Only (cell, timestep) pairs where h_i and y_i have the same sign (i.e. where the formula predicts r_i > 0) and where |h_i| > min_h are included.

Usage in base.py:

ratios_temporal, ratios_global = infer_ratio_d0_d1_full(...)
# temporal (one ratio per interval):
self.ratios[cnt] = 1.0 / ratios_temporal[cnt]
# global (one shared ratio):
self.ratios[:] = (1.0 / ratios_global)[None, :]
Parameters:
  • X_prot(N, G) protein observations across all timepoints.

  • times(N,) time label for each observation.

  • bias – GRN bias — (G, n_modes-1) or (n_samples, G, n_modes-1).

  • theta_inter – GRN interactions — (G, G, n_modes-1) or (n_samples, G, G, n_modes-1).

  • ks – Mode amplitudes, shape (n_modes, G).

  • d_learned – Protein degradation rates, shape (G,) (constant) or (T-1, G) (temporal). When 2-D, interval cnt uses d_learned[cnt] for the ODE simulation.

  • k1_vec – Kept for interface compatibility (not used internally).

  • kon_mlp – Trained KonCorrectionMLP.

  • prior_d1d0(G,) prior for d1/d0 used when lambda_deg > 0. Defaults to all-ones (quasi-stationary limit).

  • n_stimuli – Number of stimulus columns (default 1).

  • stim_schedule – Dict {float_time: np.ndarray(ns,)}; defaults to all-ones when None.

  • samples_data(N,) per-cell sample index.

  • method – ODE solver method (default "dopri5").

  • rtol – ODE solver tolerances.

  • atol – ODE solver tolerances.

  • n_steps – Number of intermediate ODE evaluation points per interval (default 10; total = n_steps+1 incl. t0, t1).

  • lambda_deg – Tikhonov regularisation weight — same role as in inference_degradation_prot(). 0 = pure LS; large values → prior.

  • lambda_mlp

    Mix weight between the linearly interpolated observed training ratios and the MLP prediction. For a simulated state at time t in [t1, t2] the effective ratio used as y_i = 1 - g_eff is:

    \[g_{\rm eff} = \lambda_{\rm mlp} \Bigl[ \frac{t_2-t}{t_2-t_1}\,r_1 + \frac{t-t_1}{t_2-t_1}\,r_2 \Bigr] + (1-\lambda_{\rm mlp})\,g(P,\,k_{\rm on}(P))\]
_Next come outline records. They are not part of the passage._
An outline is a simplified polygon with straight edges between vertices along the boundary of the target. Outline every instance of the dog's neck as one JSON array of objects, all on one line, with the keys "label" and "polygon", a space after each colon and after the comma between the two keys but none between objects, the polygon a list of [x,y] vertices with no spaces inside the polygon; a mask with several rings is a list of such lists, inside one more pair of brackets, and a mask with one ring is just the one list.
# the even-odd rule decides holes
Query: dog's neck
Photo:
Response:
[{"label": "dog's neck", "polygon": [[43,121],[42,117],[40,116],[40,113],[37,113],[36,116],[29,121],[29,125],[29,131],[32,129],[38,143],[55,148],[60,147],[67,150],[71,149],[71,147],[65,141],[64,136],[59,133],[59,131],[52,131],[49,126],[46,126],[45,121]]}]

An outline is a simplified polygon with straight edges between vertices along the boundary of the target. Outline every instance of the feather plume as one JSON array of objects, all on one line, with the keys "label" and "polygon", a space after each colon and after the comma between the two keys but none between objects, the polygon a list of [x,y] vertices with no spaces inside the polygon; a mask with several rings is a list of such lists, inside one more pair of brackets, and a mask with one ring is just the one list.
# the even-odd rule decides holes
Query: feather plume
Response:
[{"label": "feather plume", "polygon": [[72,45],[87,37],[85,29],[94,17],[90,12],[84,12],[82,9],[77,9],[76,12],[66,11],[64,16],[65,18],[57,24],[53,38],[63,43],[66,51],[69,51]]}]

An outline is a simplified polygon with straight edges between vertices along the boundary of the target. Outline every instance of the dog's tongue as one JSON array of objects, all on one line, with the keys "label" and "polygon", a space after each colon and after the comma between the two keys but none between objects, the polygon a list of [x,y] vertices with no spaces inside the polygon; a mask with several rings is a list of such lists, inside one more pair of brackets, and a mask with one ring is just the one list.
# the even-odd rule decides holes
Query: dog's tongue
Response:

    where r_1 / r_2 are the mean observed MLP ratios at the training timepoints t_1 / t_2 (shape (G_genes,)). 1.0 = pure linear interpolation of observed g; 0.0 = pure MLP prediction (original behaviour).

  • min_h – Minimum |h_i| to include a (cell, timestep) pair.

  • verbose – Log per-interval diagnostics.

  • clip_lo – Final clamp on the estimated d1/d0.

  • clip_hi – Final clamp on the estimated d1/d0.

Returns:

(T-1, G) per-interval d1/d0 estimates. ratios_global : (G,) global d1/d0 pooled over all intervals.

Stimulus columns ([:ns]) are fixed to 1.0 in both outputs.

Return type:

ratios_temporal

CardamomOT.inference.degradations.predict_trajectory(ode_func, X0, t_span, method='dopri5', rtol=1e-06, atol=1e-08, stim_vals=None)

Simulate a trajectory given an initial state and trained ODE model.

CardamomOT.inference.degradations.compare_trajectories_umap(ode_func, X_prot, times, method='dopri5')

Compare real and simulated trajectories using UMAP projection.